Description
Adversaries may buy, lease, or rent a network of compromised systems that can be used during targeting. A botnet is a network of compromised systems that can be instructed to perform coordinated tasks.(Citation: Norton Botnet) Adversaries may purchase a subscription to use an existing botnet from a booter/stresser service.
Internet-facing edge devices and related network appliances that are end-of-life (EOL) and unsupported by their manufacturers are commonly acquired for botnet activities. Adversaries may lease operational relay box (ORB) networks – consisting of virtual private servers (VPS), small office/home office (SOHO) routers, or Internet of Things (IoT) devices – to serve as a botnet.(Citation: ORB Mandiant)
With a botnet at their disposal, adversaries may perform follow-on activity such as large-scale Phishing or Distributed Denial of Service (DDoS).(Citation: Imperva DDoS for Hire)(Citation: Krebs-Anna)(Citation: Krebs-Bazaar)(Citation: Krebs-Booter) Acquired botnets may also be used to support Command and Control activity, such as Hide Infrastructure through an established Proxy network.
Platforms
Mitigations (1)
Pre-compromiseM1056
This technique cannot be easily mitigated with preventive controls since it is based on behaviors performed outside of the scope of enterprise defenses and controls.
Threat Groups (3)
| ID | Group | Context |
|---|---|---|
| G0125 | HAFNIUM | [HAFNIUM](https://attack.mitre.org/groups/G0125) has incorporated leased devices into covert networks to obfuscate communications.(Citation: Microsoft... |
| G1023 | APT5 | [APT5](https://attack.mitre.org/groups/G1023) has acquired a network of compromised systems – specifically an ORB (operational relay box) network – fo... |
| G0004 | Ke3chang | [Ke3chang](https://attack.mitre.org/groups/G0004) has utilized an ORB (operational relay box) network for reconnaissance and vulnerability exploitatio... |
References
- Brian Krebs. (2016, October 27). Are the Days of “Booter” Services Numbered?. Retrieved May 15, 2017.
- Brian Krebs. (2016, October 31). Hackforums Shutters Booter Service Bazaar. Retrieved May 15, 2017.
- Brian Krebs. (2017, January 18). Who is Anna-Senpai, the Mirai Worm Author?. Retrieved May 15, 2017.
- Imperva. (n.d.). Booters, Stressers and DDoSers. Retrieved October 4, 2020.
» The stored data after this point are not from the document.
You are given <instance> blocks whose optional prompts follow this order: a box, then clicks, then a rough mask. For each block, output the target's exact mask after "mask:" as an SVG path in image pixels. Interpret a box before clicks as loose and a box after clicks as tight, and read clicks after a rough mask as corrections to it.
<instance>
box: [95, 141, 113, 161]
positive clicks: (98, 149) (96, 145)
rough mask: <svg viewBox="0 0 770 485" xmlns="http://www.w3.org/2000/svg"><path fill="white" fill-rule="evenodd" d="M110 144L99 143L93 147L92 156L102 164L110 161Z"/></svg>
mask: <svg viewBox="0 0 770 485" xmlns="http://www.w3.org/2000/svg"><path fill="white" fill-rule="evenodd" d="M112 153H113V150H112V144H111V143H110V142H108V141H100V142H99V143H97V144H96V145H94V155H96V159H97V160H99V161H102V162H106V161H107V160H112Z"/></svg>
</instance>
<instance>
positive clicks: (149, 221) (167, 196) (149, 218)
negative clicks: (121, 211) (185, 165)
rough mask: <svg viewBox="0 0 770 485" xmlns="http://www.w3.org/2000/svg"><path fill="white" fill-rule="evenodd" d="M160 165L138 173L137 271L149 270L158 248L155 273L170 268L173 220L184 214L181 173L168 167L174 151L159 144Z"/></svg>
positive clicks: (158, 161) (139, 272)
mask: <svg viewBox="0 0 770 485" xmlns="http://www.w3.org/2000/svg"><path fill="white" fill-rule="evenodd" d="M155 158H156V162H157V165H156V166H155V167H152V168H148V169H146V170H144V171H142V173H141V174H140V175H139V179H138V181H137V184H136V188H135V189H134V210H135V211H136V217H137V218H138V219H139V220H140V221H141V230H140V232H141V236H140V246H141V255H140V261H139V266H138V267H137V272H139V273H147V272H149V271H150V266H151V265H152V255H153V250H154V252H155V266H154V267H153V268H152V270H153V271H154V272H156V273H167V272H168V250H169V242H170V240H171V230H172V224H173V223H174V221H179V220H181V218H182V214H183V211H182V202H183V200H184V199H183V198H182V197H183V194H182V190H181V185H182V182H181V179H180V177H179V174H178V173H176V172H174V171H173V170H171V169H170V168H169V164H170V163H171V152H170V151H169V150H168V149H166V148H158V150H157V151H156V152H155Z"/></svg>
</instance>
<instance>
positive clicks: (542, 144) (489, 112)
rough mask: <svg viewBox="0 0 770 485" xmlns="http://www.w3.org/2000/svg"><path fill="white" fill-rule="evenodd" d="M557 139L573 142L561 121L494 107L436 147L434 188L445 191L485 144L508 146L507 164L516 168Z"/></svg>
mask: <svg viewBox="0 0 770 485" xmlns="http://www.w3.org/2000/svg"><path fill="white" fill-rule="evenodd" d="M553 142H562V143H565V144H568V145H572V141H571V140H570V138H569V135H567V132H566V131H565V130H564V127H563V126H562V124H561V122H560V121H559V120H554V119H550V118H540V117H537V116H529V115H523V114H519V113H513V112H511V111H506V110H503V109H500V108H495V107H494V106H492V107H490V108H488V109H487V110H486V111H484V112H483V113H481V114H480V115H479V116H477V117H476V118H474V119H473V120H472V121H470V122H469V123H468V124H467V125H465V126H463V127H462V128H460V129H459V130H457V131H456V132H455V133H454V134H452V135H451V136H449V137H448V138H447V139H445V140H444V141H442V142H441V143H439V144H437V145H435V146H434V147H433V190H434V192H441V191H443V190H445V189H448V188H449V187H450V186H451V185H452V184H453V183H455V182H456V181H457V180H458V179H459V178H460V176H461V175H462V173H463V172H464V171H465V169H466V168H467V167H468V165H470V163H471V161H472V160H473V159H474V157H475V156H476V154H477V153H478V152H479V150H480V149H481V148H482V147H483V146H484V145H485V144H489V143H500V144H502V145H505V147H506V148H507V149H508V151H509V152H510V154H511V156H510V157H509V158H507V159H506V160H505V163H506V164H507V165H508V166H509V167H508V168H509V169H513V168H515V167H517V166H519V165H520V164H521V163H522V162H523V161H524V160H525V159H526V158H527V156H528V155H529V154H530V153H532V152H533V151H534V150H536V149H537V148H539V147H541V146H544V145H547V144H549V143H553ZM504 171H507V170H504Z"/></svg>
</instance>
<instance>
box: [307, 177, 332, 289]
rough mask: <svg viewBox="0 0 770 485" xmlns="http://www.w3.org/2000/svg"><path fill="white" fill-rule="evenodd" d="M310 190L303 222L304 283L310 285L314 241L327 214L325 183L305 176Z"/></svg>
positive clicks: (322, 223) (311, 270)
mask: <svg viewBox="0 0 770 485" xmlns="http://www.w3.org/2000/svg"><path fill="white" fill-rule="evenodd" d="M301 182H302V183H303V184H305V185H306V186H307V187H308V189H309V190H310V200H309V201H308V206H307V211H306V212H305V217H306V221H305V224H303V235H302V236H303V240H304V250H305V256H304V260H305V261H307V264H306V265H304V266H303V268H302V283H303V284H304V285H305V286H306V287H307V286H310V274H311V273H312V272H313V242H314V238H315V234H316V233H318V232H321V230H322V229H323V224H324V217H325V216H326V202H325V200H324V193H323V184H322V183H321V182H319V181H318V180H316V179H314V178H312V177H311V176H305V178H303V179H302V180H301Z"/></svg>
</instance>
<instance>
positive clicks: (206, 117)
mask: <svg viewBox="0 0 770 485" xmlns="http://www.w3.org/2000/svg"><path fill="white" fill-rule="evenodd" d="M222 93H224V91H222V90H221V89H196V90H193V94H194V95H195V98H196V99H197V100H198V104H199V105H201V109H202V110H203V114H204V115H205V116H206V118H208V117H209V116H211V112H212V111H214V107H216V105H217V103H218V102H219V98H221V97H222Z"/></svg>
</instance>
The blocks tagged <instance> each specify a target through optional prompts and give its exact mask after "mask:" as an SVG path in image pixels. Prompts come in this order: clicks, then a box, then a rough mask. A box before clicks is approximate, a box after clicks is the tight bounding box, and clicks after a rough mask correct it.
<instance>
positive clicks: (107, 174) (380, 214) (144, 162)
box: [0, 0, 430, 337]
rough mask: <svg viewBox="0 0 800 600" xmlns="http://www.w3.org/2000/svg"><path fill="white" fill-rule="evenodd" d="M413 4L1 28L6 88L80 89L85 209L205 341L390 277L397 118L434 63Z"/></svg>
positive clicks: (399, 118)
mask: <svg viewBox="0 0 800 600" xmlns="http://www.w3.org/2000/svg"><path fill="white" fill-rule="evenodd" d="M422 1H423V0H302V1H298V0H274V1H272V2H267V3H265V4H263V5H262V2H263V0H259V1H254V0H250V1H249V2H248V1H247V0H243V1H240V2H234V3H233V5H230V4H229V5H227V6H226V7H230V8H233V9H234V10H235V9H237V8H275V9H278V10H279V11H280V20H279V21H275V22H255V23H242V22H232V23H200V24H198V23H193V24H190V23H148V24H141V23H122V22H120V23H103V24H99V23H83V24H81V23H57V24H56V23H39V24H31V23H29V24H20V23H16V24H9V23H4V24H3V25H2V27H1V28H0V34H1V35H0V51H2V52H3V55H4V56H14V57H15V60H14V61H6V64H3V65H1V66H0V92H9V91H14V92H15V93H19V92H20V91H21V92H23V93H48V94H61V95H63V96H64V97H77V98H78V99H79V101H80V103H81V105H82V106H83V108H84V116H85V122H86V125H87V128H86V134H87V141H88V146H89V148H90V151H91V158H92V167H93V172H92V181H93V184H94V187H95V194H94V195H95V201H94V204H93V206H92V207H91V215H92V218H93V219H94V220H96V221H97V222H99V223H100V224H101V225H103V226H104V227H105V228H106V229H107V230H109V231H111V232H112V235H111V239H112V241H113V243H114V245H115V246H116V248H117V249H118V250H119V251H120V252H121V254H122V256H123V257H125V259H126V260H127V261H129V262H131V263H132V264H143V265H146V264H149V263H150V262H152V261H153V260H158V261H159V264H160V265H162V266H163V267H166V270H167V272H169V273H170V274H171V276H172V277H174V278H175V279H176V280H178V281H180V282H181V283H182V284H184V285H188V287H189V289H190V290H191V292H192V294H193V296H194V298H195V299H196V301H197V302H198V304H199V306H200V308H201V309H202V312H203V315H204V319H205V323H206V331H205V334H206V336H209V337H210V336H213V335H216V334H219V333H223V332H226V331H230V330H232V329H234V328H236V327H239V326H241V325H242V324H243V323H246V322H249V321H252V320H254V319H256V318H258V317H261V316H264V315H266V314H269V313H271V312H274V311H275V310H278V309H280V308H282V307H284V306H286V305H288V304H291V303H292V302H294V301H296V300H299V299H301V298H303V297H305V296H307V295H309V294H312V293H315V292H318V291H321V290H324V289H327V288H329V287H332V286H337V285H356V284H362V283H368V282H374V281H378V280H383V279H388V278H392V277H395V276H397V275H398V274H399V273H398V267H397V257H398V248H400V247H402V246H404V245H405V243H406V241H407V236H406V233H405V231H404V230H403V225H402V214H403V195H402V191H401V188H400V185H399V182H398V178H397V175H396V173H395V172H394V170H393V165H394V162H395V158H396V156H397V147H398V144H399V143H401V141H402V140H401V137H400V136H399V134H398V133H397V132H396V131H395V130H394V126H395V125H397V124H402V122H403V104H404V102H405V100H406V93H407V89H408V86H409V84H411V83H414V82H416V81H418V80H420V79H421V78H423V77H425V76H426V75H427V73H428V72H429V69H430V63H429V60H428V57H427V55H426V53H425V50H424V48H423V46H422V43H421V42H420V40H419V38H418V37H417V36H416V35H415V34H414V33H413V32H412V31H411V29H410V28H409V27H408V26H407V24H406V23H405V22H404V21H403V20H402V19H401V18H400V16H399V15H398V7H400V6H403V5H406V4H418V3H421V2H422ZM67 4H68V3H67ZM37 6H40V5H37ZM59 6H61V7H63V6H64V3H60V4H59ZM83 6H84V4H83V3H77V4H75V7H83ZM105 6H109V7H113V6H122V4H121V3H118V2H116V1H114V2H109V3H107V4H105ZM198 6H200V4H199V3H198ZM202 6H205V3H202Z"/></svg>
- Norton. (n.d.). What is a botnet?. Retrieved October 4, 2020.
- Raggi, Michael. (2024, May 22). IOC Extinction? China-Nexus Cyber Espionage Actors Use ORB Networks to Raise Cost on Defenders. Retrieved July 8, 2024.
Frequently Asked Questions
What is T1583.005 (Botnet)?
T1583.005 is a MITRE ATT&CK technique named 'Botnet'. It belongs to the Resource Development tactic(s). Adversaries may buy, lease, or rent a network of compromised systems that can be used during targeting. A botnet is a network of compromised systems that can be instructed to perform coordinated tasks...
How can T1583.005 be detected?
Detection of T1583.005 (Botnet) typically involves monitoring system logs, network traffic, and endpoint telemetry. Use SIEM rules, EDR solutions, and behavioral analytics to identify suspicious activity associated with this technique.
What mitigations exist for T1583.005?
There are 1 documented mitigations for T1583.005. Key mitigations include: Pre-compromise.
Which threat groups use T1583.005?
Known threat groups using T1583.005 include: HAFNIUM, APT5, Ke3chang.